CURRITUCK COUNTY, N.C. (WAVY) — For a nursing mom, finding a designated nursing area is great. But CeCe Jarvis found one at the Currituck Family YMCA that wasn’t all that sanitary.
Jarvis took her older daughter to swim lessons Tuesday and said she was excited to see a nursing area sign.
“Then my daughter opened the door, and it was a bathroom with the chair next to the potty, and it was a folding chair,” she said.
Jarvis nursed her older daughter, Evie, in bathrooms. She refuses to do that this time around with six-month-old Danie.
“I was shocked and kind of disgusted by it,” she said. “It got to the point where we started getting worked up about it and started getting more and more angry.”
Jarvis’s photo of the nursing area made its way to WAVY’s Facebook page. 10 On Your Side asked a breastfeeding advocate with Eastern Virginia Medical School where the YMCA went wrong.
“They did provide a chair and they did provide a room with a door that locked,” said Amy Paulson, an insructor with the Consortium for Infant and Child Health (CINCH). “Where they got it wrong was, there’s a toilet in there, and the chair is beside the toilet.”
A spokesperson for the YMCA said staffers set up a new, temporary nursing area in an executive office. They also called Paulson to do a walk-through and help them set up a permanent, more comfortable nursing area.
“It is our goal to provide a safe and comfortable area for mothers to breast feed,” said a post from the Currituck Family YMCA’s Facebook account. “We agree this was not the best solution. We hear your concerns and have made the appropriate changes.”

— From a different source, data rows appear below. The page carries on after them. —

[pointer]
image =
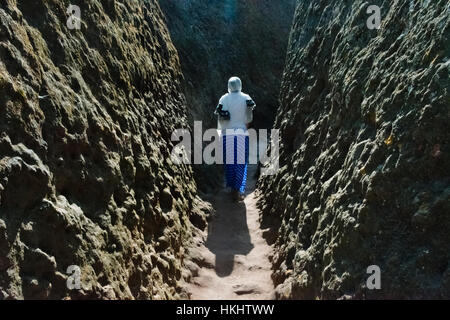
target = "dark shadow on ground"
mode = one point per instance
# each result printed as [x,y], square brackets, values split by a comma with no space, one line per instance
[228,234]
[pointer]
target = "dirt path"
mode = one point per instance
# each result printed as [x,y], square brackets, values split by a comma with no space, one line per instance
[234,255]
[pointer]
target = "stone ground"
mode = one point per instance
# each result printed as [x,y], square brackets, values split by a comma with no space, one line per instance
[233,255]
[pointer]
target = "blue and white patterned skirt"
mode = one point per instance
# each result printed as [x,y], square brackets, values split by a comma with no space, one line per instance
[235,159]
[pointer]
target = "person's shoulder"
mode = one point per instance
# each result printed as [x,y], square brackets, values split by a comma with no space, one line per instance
[246,96]
[224,96]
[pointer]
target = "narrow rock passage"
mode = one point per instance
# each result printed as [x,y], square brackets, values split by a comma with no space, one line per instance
[232,254]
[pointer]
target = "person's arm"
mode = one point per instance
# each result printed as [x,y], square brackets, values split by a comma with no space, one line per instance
[222,114]
[249,111]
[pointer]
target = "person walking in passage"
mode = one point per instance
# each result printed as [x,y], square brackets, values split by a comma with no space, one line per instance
[235,113]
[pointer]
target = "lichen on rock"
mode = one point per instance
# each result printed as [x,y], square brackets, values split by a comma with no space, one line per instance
[363,176]
[86,118]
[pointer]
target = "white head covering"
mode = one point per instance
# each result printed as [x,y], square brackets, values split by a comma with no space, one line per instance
[234,84]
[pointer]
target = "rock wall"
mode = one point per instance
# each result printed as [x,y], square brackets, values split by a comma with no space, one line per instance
[85,173]
[219,39]
[364,180]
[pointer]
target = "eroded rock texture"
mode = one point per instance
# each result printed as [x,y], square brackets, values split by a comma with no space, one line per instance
[219,39]
[85,173]
[364,178]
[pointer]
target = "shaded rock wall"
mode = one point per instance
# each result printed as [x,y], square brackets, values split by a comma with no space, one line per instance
[85,172]
[364,178]
[219,39]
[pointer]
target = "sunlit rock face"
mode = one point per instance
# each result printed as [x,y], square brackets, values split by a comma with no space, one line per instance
[364,179]
[219,39]
[86,178]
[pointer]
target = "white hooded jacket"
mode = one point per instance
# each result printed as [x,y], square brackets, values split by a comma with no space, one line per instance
[239,105]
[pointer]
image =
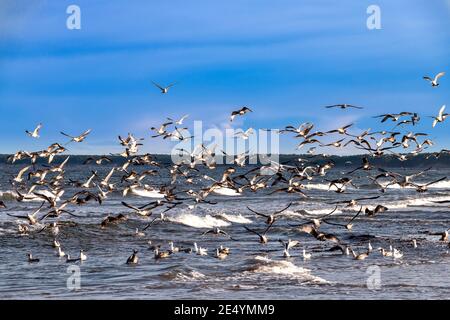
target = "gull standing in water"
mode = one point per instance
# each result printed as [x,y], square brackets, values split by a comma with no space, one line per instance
[31,259]
[306,256]
[83,256]
[262,237]
[288,245]
[133,259]
[199,250]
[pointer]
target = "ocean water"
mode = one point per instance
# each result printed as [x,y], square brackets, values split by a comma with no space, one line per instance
[252,270]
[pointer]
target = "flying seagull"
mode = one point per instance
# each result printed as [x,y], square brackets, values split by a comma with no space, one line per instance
[239,112]
[79,138]
[35,132]
[343,106]
[164,90]
[440,117]
[434,82]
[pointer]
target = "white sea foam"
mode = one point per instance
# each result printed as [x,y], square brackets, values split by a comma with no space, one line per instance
[424,202]
[283,267]
[439,185]
[234,218]
[147,193]
[226,191]
[197,221]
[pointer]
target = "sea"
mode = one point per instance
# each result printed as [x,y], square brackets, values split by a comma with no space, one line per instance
[251,270]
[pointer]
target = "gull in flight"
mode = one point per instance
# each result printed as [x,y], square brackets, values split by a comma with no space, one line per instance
[79,138]
[245,134]
[343,106]
[179,122]
[239,112]
[164,90]
[440,117]
[35,132]
[434,82]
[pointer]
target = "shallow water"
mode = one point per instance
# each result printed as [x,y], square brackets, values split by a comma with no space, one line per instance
[252,271]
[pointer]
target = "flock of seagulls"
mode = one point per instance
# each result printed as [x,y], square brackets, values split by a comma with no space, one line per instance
[47,183]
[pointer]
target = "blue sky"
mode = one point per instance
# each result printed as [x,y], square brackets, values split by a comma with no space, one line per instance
[285,59]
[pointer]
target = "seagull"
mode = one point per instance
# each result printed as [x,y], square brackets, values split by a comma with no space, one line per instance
[262,237]
[164,90]
[31,259]
[199,250]
[288,245]
[179,122]
[270,217]
[70,260]
[306,256]
[161,254]
[83,256]
[133,259]
[245,134]
[216,231]
[30,217]
[35,132]
[142,212]
[440,117]
[434,82]
[19,177]
[79,138]
[56,244]
[220,254]
[397,254]
[239,112]
[60,253]
[360,256]
[343,106]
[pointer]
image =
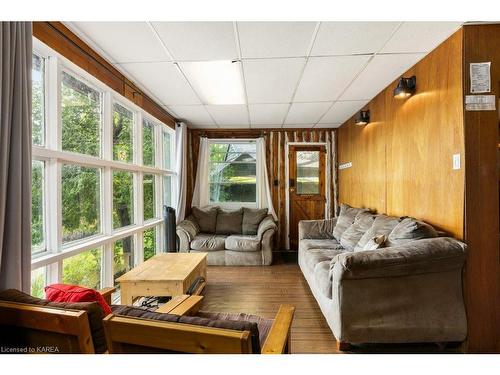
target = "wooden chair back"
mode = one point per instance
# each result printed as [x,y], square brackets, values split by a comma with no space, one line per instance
[25,325]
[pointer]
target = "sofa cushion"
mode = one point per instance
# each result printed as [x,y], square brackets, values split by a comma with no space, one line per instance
[242,243]
[229,222]
[320,244]
[94,312]
[312,257]
[251,219]
[206,218]
[323,279]
[410,229]
[345,219]
[353,234]
[208,242]
[382,225]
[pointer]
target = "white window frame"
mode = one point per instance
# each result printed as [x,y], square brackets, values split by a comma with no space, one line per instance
[236,205]
[54,157]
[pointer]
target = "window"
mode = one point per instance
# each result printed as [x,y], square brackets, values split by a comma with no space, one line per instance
[81,202]
[148,183]
[123,122]
[84,269]
[123,198]
[148,143]
[38,100]
[89,184]
[149,238]
[232,172]
[37,207]
[81,116]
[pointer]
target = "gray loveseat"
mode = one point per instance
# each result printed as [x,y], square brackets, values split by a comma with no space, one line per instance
[383,279]
[242,237]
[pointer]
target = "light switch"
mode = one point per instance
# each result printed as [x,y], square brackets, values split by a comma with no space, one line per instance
[456,161]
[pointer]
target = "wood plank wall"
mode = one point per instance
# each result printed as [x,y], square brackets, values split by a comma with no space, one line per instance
[482,44]
[64,41]
[276,139]
[402,160]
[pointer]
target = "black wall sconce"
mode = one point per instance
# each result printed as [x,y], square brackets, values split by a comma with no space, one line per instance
[363,118]
[406,87]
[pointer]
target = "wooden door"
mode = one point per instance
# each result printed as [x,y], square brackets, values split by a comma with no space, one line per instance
[307,187]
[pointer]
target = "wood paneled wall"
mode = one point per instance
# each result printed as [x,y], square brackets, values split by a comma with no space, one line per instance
[276,140]
[64,41]
[402,160]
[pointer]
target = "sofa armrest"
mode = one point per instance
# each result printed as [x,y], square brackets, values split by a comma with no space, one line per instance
[316,229]
[428,255]
[266,224]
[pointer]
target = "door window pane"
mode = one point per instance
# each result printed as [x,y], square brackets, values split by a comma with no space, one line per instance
[81,202]
[37,207]
[38,100]
[38,282]
[148,183]
[84,269]
[232,171]
[123,122]
[81,116]
[148,143]
[123,257]
[149,239]
[123,199]
[167,149]
[307,172]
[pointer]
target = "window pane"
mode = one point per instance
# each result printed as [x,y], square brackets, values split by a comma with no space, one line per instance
[123,122]
[81,116]
[148,183]
[232,173]
[37,207]
[38,100]
[148,146]
[84,269]
[307,172]
[38,282]
[167,190]
[81,202]
[123,199]
[149,239]
[167,149]
[123,257]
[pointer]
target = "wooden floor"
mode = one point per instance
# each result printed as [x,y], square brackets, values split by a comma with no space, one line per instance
[260,291]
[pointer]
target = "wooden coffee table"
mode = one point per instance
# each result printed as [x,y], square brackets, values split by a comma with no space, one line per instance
[166,274]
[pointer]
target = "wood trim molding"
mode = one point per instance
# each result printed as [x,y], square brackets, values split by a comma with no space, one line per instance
[64,41]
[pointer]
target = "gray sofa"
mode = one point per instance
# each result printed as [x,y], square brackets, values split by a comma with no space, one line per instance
[383,279]
[242,237]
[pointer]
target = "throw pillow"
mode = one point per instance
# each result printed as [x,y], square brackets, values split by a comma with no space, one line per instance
[251,220]
[345,219]
[229,222]
[206,218]
[75,293]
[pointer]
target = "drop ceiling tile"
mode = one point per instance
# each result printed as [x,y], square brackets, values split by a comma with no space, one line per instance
[198,40]
[272,81]
[193,114]
[229,114]
[420,36]
[349,38]
[380,72]
[267,113]
[164,81]
[139,45]
[342,111]
[325,78]
[275,39]
[306,113]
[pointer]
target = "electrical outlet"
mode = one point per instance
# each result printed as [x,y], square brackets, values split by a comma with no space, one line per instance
[456,161]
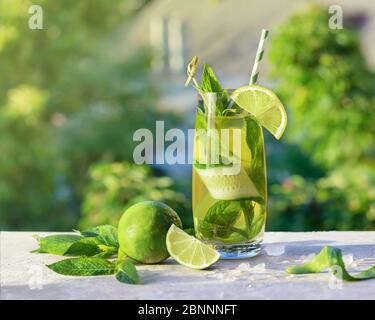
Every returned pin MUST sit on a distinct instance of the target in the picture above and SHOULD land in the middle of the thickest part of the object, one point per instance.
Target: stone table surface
(24, 275)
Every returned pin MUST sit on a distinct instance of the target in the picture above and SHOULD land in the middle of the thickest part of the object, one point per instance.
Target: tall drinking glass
(229, 177)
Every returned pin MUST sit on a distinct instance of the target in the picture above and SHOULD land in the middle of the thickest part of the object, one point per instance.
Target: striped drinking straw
(258, 57)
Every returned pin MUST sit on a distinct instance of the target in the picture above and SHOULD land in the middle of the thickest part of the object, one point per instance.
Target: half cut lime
(190, 251)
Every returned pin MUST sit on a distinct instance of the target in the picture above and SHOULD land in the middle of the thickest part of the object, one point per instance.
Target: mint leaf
(331, 258)
(83, 267)
(210, 83)
(220, 217)
(84, 247)
(106, 234)
(126, 272)
(57, 244)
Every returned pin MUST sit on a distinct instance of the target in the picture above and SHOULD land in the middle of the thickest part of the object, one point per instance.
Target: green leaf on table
(57, 244)
(84, 247)
(106, 234)
(84, 266)
(126, 272)
(331, 258)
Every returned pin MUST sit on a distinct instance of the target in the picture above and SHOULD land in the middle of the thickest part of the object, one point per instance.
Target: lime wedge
(189, 251)
(264, 105)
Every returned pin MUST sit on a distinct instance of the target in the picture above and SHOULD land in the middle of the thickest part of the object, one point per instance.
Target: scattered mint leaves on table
(83, 266)
(331, 258)
(126, 272)
(95, 252)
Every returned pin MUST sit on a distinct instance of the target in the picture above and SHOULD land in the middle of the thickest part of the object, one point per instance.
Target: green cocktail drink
(229, 167)
(229, 179)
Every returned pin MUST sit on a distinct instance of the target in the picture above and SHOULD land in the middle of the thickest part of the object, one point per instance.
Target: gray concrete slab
(24, 275)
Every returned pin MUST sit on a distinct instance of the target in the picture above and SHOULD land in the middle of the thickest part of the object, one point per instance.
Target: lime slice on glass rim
(264, 105)
(189, 251)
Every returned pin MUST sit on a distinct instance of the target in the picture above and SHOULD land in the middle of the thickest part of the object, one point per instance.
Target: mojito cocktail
(229, 166)
(229, 179)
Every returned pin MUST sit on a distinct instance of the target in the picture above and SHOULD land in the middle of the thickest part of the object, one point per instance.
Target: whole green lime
(143, 228)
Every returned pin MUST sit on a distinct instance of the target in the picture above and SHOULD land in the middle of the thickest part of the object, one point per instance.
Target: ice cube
(243, 266)
(274, 249)
(261, 267)
(348, 259)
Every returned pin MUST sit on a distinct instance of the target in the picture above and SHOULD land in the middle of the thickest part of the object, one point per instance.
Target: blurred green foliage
(116, 186)
(65, 104)
(329, 91)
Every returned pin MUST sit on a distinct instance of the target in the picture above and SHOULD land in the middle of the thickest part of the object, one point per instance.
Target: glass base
(239, 250)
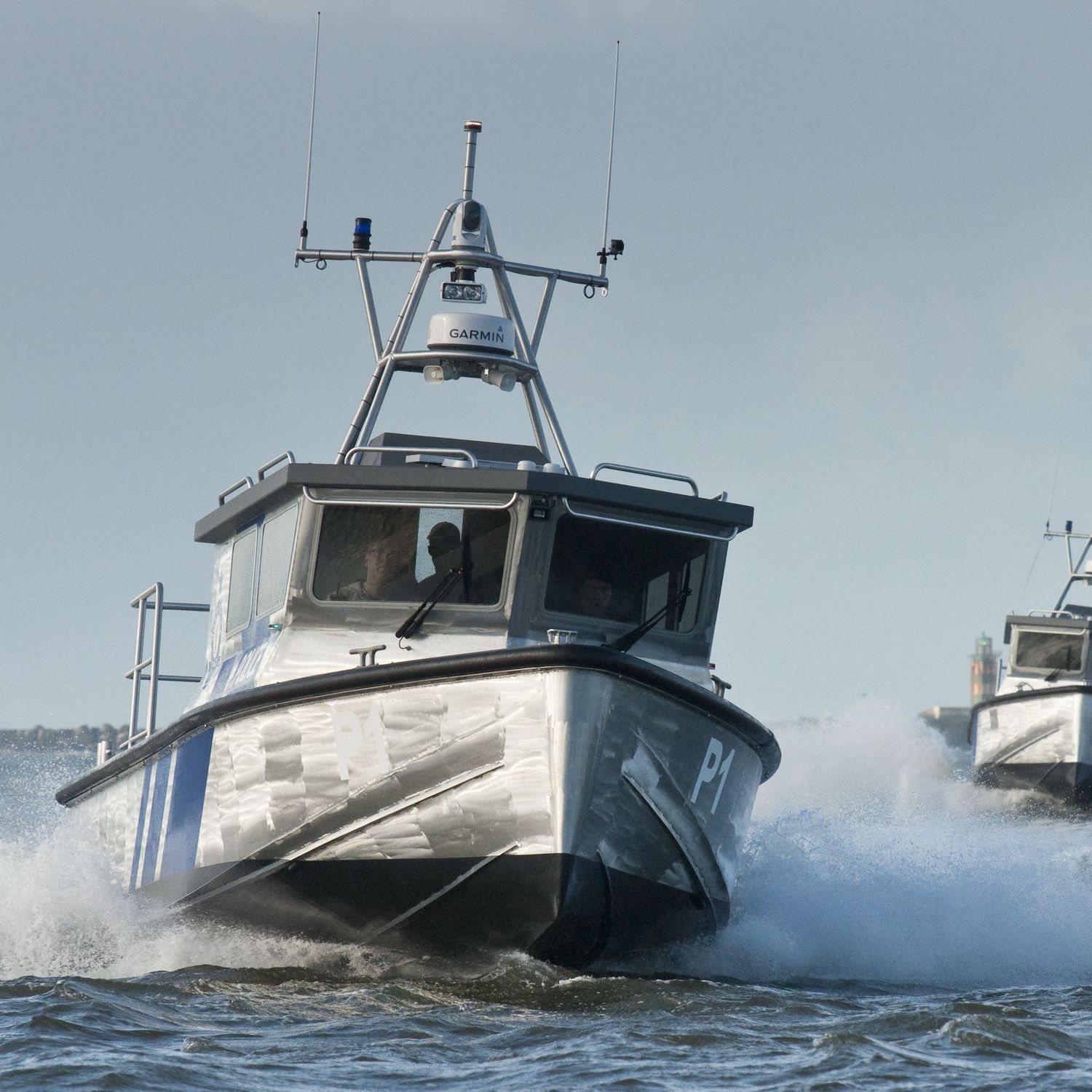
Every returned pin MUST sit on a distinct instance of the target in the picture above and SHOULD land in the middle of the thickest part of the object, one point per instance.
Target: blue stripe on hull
(187, 803)
(140, 828)
(155, 823)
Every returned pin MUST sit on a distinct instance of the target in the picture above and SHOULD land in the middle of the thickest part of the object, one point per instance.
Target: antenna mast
(310, 135)
(616, 246)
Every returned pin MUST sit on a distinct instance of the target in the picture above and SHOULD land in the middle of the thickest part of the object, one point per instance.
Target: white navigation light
(498, 376)
(438, 373)
(478, 333)
(463, 292)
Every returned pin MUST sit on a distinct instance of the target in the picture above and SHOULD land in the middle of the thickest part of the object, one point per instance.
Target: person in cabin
(446, 550)
(388, 569)
(594, 596)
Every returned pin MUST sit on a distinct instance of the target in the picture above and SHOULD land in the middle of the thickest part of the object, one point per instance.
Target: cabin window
(626, 574)
(404, 554)
(242, 587)
(277, 537)
(1048, 651)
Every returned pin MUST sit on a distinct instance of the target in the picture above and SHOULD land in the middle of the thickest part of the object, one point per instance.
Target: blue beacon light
(362, 234)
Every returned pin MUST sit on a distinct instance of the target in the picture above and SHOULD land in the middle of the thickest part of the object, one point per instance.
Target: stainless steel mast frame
(392, 356)
(1078, 574)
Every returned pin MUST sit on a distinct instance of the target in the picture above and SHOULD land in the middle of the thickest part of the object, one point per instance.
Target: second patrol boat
(456, 692)
(1037, 733)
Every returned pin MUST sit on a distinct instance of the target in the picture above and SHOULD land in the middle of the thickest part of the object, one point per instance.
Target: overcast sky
(855, 294)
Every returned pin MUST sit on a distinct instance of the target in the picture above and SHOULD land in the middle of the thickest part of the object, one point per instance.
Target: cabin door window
(279, 534)
(626, 574)
(402, 554)
(242, 587)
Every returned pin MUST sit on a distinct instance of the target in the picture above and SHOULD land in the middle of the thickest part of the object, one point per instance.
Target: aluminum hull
(571, 802)
(1037, 740)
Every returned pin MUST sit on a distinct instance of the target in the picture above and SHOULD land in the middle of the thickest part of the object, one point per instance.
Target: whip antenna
(616, 245)
(310, 135)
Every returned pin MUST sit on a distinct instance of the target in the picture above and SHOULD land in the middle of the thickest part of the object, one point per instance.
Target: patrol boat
(1037, 733)
(456, 694)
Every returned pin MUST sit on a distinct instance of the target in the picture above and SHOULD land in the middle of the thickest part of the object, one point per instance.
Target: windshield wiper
(630, 638)
(417, 618)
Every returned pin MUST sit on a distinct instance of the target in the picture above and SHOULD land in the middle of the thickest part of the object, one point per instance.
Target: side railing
(146, 666)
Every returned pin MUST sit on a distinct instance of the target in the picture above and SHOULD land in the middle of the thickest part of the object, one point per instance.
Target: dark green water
(895, 927)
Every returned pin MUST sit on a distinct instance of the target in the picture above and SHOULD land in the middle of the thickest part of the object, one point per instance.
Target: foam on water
(873, 856)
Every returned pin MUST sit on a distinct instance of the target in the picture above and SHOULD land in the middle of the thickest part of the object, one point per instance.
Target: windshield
(625, 574)
(401, 554)
(1048, 651)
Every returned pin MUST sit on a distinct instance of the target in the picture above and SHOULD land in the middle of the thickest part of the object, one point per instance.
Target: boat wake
(871, 858)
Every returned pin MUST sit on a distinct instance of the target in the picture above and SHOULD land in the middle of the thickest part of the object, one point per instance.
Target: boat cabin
(436, 546)
(1050, 648)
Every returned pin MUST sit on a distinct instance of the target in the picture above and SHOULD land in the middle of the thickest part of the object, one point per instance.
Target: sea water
(895, 927)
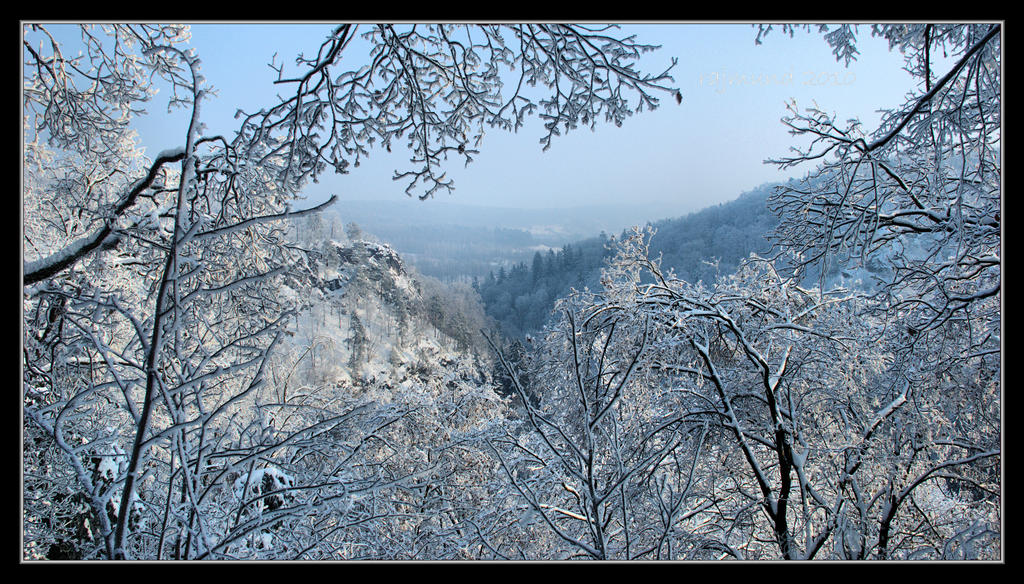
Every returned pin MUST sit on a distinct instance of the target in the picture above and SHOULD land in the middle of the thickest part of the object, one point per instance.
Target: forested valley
(214, 370)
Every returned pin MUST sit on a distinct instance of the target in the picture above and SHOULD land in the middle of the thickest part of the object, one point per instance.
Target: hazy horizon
(702, 152)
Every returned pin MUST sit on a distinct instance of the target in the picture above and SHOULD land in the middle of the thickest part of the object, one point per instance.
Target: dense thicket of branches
(156, 289)
(765, 414)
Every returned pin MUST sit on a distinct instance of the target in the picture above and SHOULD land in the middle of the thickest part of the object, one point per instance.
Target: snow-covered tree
(918, 203)
(157, 289)
(816, 438)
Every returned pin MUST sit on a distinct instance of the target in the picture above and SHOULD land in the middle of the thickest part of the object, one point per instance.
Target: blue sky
(680, 158)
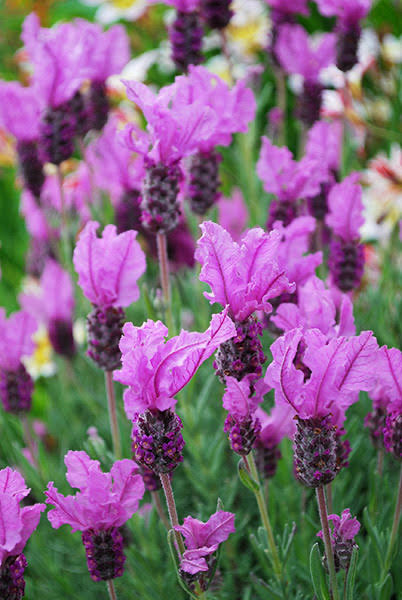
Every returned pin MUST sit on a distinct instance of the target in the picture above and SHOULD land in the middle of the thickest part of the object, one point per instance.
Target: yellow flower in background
(114, 10)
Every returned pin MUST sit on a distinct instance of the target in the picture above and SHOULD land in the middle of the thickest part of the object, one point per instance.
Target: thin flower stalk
(322, 508)
(111, 402)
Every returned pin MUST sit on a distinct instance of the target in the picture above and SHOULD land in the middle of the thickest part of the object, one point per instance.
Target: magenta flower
(54, 306)
(103, 504)
(109, 267)
(202, 540)
(342, 534)
(289, 180)
(18, 524)
(244, 276)
(156, 370)
(345, 217)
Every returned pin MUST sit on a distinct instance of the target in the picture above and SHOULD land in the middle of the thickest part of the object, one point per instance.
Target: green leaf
(317, 574)
(351, 574)
(246, 478)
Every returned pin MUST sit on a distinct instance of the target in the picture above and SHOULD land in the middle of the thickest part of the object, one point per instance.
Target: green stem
(394, 531)
(265, 518)
(174, 520)
(322, 508)
(114, 426)
(111, 590)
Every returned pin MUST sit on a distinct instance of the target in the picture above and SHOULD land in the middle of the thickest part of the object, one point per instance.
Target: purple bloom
(103, 504)
(18, 524)
(109, 267)
(318, 377)
(202, 539)
(54, 306)
(244, 276)
(156, 370)
(298, 55)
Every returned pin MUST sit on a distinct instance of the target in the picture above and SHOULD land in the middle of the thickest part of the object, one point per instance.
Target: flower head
(298, 55)
(105, 500)
(109, 267)
(18, 522)
(156, 370)
(202, 539)
(244, 276)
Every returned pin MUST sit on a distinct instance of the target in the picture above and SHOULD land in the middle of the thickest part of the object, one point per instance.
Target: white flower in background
(114, 10)
(382, 198)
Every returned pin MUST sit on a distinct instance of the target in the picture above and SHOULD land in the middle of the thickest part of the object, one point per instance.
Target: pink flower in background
(156, 370)
(233, 214)
(202, 539)
(244, 276)
(109, 267)
(299, 55)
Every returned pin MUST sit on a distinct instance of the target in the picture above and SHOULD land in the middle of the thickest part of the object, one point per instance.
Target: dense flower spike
(53, 305)
(346, 261)
(108, 269)
(20, 114)
(18, 524)
(202, 540)
(297, 55)
(103, 504)
(343, 533)
(216, 13)
(290, 181)
(16, 385)
(349, 13)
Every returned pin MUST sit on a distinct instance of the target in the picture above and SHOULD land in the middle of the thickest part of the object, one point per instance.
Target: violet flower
(245, 277)
(234, 109)
(16, 385)
(241, 399)
(320, 379)
(54, 306)
(298, 55)
(155, 371)
(20, 116)
(289, 180)
(104, 503)
(202, 540)
(349, 13)
(345, 217)
(186, 33)
(342, 535)
(108, 270)
(175, 130)
(18, 524)
(274, 427)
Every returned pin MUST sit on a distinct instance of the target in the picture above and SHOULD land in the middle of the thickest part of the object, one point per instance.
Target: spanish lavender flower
(104, 503)
(274, 427)
(175, 129)
(202, 540)
(290, 181)
(18, 524)
(186, 34)
(345, 216)
(320, 379)
(54, 306)
(16, 385)
(297, 55)
(349, 13)
(343, 533)
(243, 277)
(216, 13)
(20, 114)
(234, 109)
(155, 372)
(241, 399)
(108, 269)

Jarvis believes public pressure helped the YMCA act quickly, and says she’s happy mothers who wish to nurse in private will now have a comfortable space. Both Paulson and Jarvis hope the attention brought on by the photo will help other businesses learn from the YMCA’s mistake.
Paulson has worked with the YMCA in Virginia to create nursing areas and an environment friendly to breastfeeding moms, and says this was likely a matter of staffers in North Carolina not getting that same education.
“I think it could be looked at very negatively, and I don’t want to happen. The reaction is sometimes, ‘I don’t want to get in the news for having done it wrong, so I’m not going to do it at all,’” Paulson said. “The real story is, we need more nursing rooms, we need more appropriate spaces. Let’s applaud the places that are making an attempt.”